The course was developed by former chief stewardess, Gemma Deloud Clark, 36, from Cowes, who brings a wealth of experience to the role.
Gemma worked on various superyachts around the world for the last ten years, met and married Islander Sam Deloud Clark, who was a superyacht captain, and returned to Cowes last year to start a family.
Originally from land-locked Bolton, a million miles from the glitz and glamour of the superyacht world, Gemma fell into the industry quite by chance when, while backpacking in Australia, she spotted a job vacancy for a hostess serving drinks onboard a 12-metre sail boat doing day trips around Sydney Harbour.
It was a move which would later see her progress to superyachts, working her way up from third stewardess on a 52-metre sail boat to chief stewardess onboard an 85-metre, 3,000-tonne, eight-deck motorboat.

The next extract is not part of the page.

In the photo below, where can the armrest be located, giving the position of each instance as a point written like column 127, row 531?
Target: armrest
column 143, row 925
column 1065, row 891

As well as financial security and even a husband, Gemma’s career has given her the opportunity to travel the world with numerous seasons in the Mediterranean and Caribbean as well as transatlantic and transpacific voyages.
Gemma, who also worked with a crew to build two 41-metre boats in Turkey, said: "Sometimes I have to pinch myself when I think about what I’ve done."
After returning to Cowes last April, she was approached by Flying Fish to help develop a course to give other wannabe stewards and stewardess the necessary skills, and contacts, to work in the industry.
One trainee hoping to follow in Gemma’s footsteps is 23-year-old Emma Bean, from Cowes.
After a brief spell working in an office in Bristol, the former Cowes High School pupil realised a typical nine to five job was not for her.
Speaking about the course, she said: "We’ve already done our basic safety training, which is a compulsory qualification for crew on super-yachts, and now we’re learning about service. There’s so much to learn."
She added: "I want to travel as much as I can and hopefully make a good career working on superyachts."
For keen sailor, Effie Moore, 22, also a former Cowes High School pupil, working in the industry is a natural progression.
She is hoping to find a job when she heads down under backpacking.
Effie said: "I think Flying Fish is a fantastic company and the course is brilliant.
"I have done a lot of hospitality before and I was shocked at how different it was onboard a boat.
"At the moment I am not doing the long-term goal thing, I want to do some travelling and see a bit of the world."